I want to find a trigometric function for which:
$u(0)=u(1)=0$
and
$\frac{\partial u}{\partial y}(y=0)=\frac{\partial u}{\partial y}(y=1)=0$.
Lets look at e.g. $u=C1 cos(a y+\phi_0)+C2 sin(a y +\phi_1)$.
It is possible to choose a, $\phi_0, \phi_1$, C1 and C2 such that u(0)=u(1)=0, however I can only find the trivial solution in which u=0, to also solve the boundary condtions for the derivatives.
The function u itself should behave like a trigonometric function, but does not necessarily have to be one. So you can also modify the shown function itself. I feel like I am overlooking something very obvious right now, I would appreciate any kind of help.

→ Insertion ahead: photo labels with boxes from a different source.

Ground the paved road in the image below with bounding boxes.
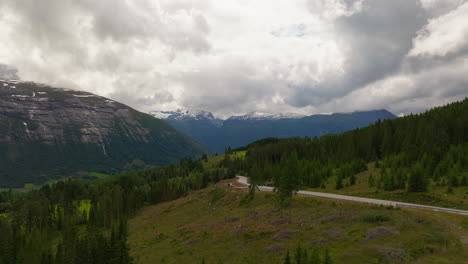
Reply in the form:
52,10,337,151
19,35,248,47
237,176,468,216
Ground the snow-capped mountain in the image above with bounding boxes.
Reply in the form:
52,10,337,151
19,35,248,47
149,109,216,120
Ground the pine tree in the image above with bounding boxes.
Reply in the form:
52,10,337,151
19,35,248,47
283,250,291,264
367,173,375,188
309,247,322,264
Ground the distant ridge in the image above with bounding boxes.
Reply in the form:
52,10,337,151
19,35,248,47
0,80,208,187
150,109,396,153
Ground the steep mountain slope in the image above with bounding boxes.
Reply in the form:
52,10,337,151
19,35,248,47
0,81,207,187
150,110,396,153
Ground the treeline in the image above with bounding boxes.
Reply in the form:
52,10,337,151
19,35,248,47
247,99,468,201
283,245,333,264
0,159,234,264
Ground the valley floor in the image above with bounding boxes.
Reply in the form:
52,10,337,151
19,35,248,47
129,180,468,264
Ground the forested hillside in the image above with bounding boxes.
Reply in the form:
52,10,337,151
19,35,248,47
158,110,396,153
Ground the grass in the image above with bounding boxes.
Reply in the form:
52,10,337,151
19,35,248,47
308,163,468,210
129,178,468,264
203,151,247,168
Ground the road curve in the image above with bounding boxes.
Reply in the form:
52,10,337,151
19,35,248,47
237,176,468,216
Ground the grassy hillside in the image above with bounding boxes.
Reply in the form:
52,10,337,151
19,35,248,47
128,181,468,264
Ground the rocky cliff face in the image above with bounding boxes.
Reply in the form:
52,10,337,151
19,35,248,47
0,81,206,186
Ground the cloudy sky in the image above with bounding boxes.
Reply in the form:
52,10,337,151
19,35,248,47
0,0,468,116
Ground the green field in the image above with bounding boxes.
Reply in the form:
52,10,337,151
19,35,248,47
129,178,468,264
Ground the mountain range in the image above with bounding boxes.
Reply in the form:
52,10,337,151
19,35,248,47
0,80,208,187
150,109,396,153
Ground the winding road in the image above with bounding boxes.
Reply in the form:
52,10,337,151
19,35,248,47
237,176,468,216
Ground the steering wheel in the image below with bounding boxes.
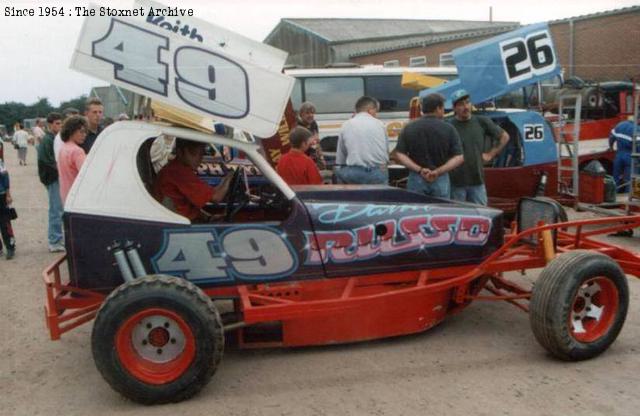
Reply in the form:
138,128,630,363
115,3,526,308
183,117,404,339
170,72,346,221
224,167,249,222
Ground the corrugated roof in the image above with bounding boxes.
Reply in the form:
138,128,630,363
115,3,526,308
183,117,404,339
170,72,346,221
265,18,518,44
344,24,520,58
548,6,640,25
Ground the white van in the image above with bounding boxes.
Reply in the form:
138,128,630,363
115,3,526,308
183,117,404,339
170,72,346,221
285,65,457,148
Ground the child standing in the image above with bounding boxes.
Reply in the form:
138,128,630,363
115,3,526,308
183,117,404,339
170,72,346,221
277,127,322,185
0,160,16,260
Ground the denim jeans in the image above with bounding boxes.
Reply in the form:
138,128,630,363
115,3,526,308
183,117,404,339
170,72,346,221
407,172,451,199
451,184,489,206
0,194,16,251
613,151,631,193
47,181,62,245
336,166,389,185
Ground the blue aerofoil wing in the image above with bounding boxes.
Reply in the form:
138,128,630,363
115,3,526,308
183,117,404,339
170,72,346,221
420,23,560,108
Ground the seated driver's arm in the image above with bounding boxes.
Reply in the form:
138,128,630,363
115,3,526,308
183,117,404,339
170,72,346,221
210,174,233,202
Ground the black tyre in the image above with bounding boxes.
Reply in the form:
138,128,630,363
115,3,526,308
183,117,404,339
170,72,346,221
91,276,224,404
529,250,629,361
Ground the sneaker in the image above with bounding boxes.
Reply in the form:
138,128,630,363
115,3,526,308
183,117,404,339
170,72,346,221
49,243,65,253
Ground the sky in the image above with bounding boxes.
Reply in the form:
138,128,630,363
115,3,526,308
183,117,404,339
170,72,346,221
0,0,640,105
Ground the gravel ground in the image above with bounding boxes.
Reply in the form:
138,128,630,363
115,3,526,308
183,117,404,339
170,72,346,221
0,144,640,416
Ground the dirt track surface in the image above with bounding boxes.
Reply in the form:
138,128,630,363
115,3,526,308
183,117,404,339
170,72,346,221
0,147,640,416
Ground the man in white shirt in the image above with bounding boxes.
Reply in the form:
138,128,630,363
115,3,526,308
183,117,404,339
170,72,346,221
13,123,30,166
336,96,389,184
53,107,80,163
31,118,44,148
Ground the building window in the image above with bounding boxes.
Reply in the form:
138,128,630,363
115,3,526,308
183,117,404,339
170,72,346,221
409,56,427,66
440,52,456,66
304,77,364,114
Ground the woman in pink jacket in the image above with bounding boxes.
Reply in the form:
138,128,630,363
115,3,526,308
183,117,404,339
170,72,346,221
58,116,89,204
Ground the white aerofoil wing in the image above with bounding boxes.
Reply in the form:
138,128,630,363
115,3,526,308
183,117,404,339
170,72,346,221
71,2,294,137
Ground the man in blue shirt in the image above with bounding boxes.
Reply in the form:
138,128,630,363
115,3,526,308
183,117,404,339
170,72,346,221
609,120,640,192
0,161,16,260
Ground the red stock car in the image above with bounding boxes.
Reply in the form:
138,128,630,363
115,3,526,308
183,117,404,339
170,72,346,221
43,122,640,404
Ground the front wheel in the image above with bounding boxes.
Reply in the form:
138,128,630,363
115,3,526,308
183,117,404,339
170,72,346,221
91,276,224,404
529,250,629,361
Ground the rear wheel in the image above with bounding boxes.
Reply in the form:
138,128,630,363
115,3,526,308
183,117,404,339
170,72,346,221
91,276,224,404
529,250,629,361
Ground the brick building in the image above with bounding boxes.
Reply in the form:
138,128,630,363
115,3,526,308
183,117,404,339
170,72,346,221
350,6,640,81
265,6,640,81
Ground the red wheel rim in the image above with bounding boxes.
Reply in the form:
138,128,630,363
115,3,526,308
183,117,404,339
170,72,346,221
569,277,618,342
115,308,196,384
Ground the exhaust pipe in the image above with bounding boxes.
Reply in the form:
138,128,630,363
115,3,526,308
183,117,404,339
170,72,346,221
107,241,134,282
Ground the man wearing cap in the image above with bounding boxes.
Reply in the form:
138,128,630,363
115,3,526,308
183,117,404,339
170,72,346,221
449,89,509,205
394,94,464,199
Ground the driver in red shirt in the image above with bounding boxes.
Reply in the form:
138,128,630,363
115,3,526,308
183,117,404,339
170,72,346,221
277,127,322,185
154,138,231,221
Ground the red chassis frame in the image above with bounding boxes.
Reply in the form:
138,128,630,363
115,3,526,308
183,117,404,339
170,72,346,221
43,216,640,347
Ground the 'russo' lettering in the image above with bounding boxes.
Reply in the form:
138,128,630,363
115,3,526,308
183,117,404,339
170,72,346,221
305,215,491,265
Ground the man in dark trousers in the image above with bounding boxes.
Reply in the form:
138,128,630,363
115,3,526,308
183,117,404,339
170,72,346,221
449,89,509,205
393,94,464,199
38,113,64,253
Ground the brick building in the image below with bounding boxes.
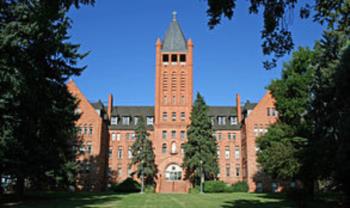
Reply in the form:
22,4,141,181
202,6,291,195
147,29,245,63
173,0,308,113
68,12,277,192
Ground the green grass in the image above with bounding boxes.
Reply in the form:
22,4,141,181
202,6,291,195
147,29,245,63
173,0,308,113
0,193,336,208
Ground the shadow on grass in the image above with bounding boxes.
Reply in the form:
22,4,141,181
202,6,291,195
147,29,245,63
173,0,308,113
0,192,125,208
221,194,295,208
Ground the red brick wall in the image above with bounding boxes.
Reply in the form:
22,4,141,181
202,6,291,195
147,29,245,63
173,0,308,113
242,92,277,191
67,81,107,191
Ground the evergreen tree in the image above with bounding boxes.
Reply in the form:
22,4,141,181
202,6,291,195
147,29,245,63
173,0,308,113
183,93,219,184
0,0,93,195
131,117,157,185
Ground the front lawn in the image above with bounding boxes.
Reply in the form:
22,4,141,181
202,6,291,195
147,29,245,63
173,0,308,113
0,193,336,208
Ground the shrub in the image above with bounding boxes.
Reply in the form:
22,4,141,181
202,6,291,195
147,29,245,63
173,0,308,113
204,181,228,193
229,181,249,192
111,178,141,193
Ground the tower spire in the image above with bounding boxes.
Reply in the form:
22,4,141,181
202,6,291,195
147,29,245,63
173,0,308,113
172,11,177,22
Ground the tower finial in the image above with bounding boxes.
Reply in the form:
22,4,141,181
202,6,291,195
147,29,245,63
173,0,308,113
173,11,177,22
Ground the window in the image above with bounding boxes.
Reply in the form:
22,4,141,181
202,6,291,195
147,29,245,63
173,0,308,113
86,142,92,154
256,182,263,192
134,116,140,126
180,54,186,62
128,147,132,159
217,133,222,141
128,165,132,177
180,112,186,121
218,116,226,125
236,166,241,177
111,116,118,125
117,164,122,176
230,116,237,125
171,112,176,121
117,146,123,159
235,146,241,160
89,126,92,135
171,142,176,154
210,117,215,126
84,125,87,134
163,112,168,121
112,133,117,141
162,130,168,139
147,116,154,126
226,164,231,177
171,130,176,139
108,147,112,158
162,143,167,154
163,54,169,62
271,182,278,193
171,54,177,63
232,133,237,140
225,146,230,159
122,116,130,125
180,131,186,140
165,164,182,181
267,108,277,116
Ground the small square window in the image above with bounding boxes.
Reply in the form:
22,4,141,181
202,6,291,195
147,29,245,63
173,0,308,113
180,54,186,62
171,54,177,62
163,54,169,62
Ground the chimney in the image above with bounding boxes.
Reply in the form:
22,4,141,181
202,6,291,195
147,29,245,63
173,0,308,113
236,93,242,123
107,94,113,120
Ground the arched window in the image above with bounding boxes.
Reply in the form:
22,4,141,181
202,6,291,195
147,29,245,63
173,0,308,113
162,143,167,154
171,142,176,154
165,164,182,181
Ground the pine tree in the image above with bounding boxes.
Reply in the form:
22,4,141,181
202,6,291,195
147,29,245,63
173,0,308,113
0,0,94,195
131,116,157,185
183,93,219,184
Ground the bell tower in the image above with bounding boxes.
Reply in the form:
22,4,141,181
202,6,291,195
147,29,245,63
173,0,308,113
155,12,193,127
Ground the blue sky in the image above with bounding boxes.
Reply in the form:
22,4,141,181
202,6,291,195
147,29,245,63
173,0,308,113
69,0,322,105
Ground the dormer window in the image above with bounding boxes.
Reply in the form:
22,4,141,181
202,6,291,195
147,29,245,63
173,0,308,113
111,116,118,125
147,116,154,126
163,54,169,64
218,116,226,125
230,116,237,125
122,116,130,125
134,116,140,126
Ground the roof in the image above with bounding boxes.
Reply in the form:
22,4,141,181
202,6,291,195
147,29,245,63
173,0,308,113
208,106,241,131
162,12,187,52
109,106,154,130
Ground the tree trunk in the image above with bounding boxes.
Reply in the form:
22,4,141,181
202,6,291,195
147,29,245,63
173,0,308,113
16,176,24,199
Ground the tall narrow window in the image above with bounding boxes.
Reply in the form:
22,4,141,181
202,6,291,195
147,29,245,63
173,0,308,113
171,130,176,139
162,130,168,139
226,164,231,177
180,131,186,140
128,147,132,159
235,146,241,160
171,112,176,121
225,146,230,159
181,112,186,121
117,146,123,159
163,112,168,121
162,143,167,154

What you believe to be a combination of trigonometric functions with four independent parameters only has two in fact. Because
$$c_c\cos(ay+\phi_c)+c_s\sin(ay+\phi_s)\\=(c_c\cos\phi_c+c_s\cos\phi_s)\cos(ay)+(-c_c\sin\phi_c+c_s\sin\phi_s)\sin(ay)\\=p\cos(ay)+q\sin(ay)=c\cos(ay+\phi).$$
This is a general sinusoid, which cannot enjoy the requested properties.
A possible answer is
$$u(y)=2\sin^2(\pi y)=1-\cos(2\pi y),$$ if that is "trigonometric" enough.